The often fruitless waiting of their turn, the excitement of meeting up again, the illusion of a life still together, the desperation of a last and definitive farewell. It looks like the plot of a movie, but instead it is the real drama of 8 million families divided by the war that split Korea into two parties. Only 100 families picked up by chance are able to meet up for a few days. Those excluded must make do with some video conferencing. Meanwhile, 35,000 applicants have already died.
In Congo, rape is not just a sneaking war weapon in the ethnic clash between Tutsi, Hutu and Congolese. It is a real social plague: every month tens of girls militated by militiamen are banned from the community, the dishonored families dispel, the women who do not report violence not to end up on a road are destroyed by venereal diseases. The reeds are reduced to prostituting themselves to survive.
In Pakistan the yoke of war and land intersect at every level. On the one hand, an aristocracy of landowners controls the majority of lands by slaughtering millions of small peasants, here religious extremism and as a result terrorism puts new roots in leveraging poverty. On the other hand the high spheres of the political-military establishment plunge the country into the status quo, overthrowing both the reform of land ownership and the pursuit of a definitive solution to terrorism. In all of this, the United States plays their part.

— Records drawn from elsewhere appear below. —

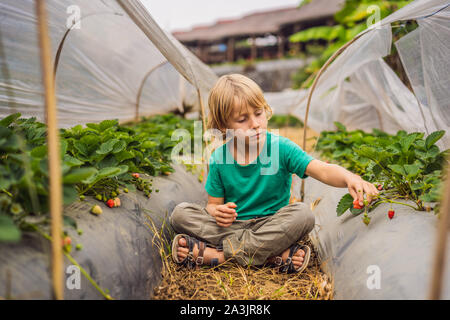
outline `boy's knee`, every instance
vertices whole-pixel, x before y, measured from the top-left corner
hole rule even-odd
[[[175,206],[172,211],[172,214],[169,217],[169,222],[173,228],[177,229],[177,226],[181,226],[184,224],[184,219],[186,218],[186,213],[184,212],[184,208],[188,202],[181,202]]]
[[[305,224],[309,233],[314,229],[314,225],[316,224],[316,217],[314,216],[314,213],[311,210],[306,210],[304,214],[306,220]]]
[[[314,228],[316,218],[307,204],[297,202],[296,207],[298,207],[298,210],[294,211],[294,224],[298,229],[303,230],[304,233],[308,234]]]

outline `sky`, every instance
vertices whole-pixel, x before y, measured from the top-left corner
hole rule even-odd
[[[189,30],[218,19],[240,18],[255,11],[298,5],[301,0],[141,0],[166,31]]]

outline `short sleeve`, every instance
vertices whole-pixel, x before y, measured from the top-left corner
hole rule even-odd
[[[284,144],[284,163],[286,169],[290,173],[295,173],[302,179],[307,178],[308,176],[305,174],[306,167],[314,160],[314,158],[303,151],[298,144],[287,138],[285,139]]]
[[[225,189],[220,178],[219,165],[214,161],[209,161],[209,173],[206,178],[205,190],[211,197],[223,198]]]

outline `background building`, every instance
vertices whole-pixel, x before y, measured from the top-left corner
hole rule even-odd
[[[302,50],[302,44],[289,43],[290,35],[313,26],[333,25],[333,16],[343,3],[343,0],[313,0],[300,8],[255,12],[173,35],[209,64],[279,58],[286,51],[295,54]]]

It is in the schools that Congo boys and girls learn to hunt a Kalashnikov. After the failure of the last peace agreement, even the government army recruited lower in its ranks, just like all the other militias. According to Amnesty International’s latest report, released in October, 11,000 small soldiers are fighting in Congo. Before the summer, they were only 3,000, according to Human Rights Watch statistics. War is often a choice: orphans or poor children decide to arm arms spontaneously, for them it is the only way to survive.

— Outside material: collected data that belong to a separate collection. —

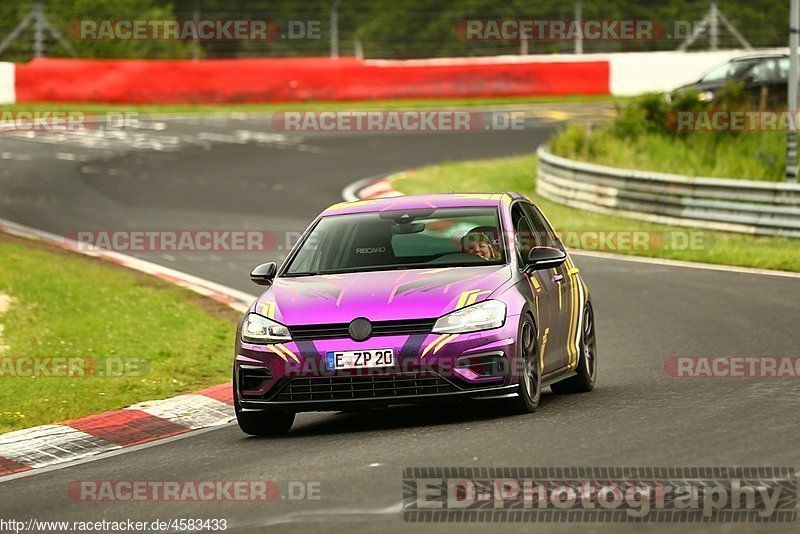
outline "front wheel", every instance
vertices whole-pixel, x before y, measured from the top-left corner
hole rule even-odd
[[[289,432],[294,424],[294,412],[266,409],[256,412],[245,412],[239,405],[239,394],[236,391],[236,375],[233,376],[233,411],[236,422],[245,434],[251,436],[280,436]]]
[[[526,414],[536,411],[542,396],[542,367],[536,343],[536,329],[529,316],[524,316],[517,335],[519,387],[517,397],[509,400],[509,412]]]
[[[294,423],[294,413],[277,410],[243,412],[236,409],[236,421],[245,434],[251,436],[280,436],[289,432]]]
[[[550,386],[553,393],[583,393],[594,389],[597,378],[597,336],[594,326],[592,306],[583,309],[583,330],[581,332],[580,359],[576,375]]]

Massacre in Kiwanja, many children among over 50 victims. The executioner Nkunda seems to have responded to the government’s offensive in recent days, which had provisionally dropped him from some villages in the Rutshuru area. Shadows at the Nairobi Summit that yesterday brought together Ban Ki-moon, Congolese President and Rwanda President, seeking a political solution to the conflict that blizzards the mining areas down the border. The summit had ended with the new request for ceasing the fire.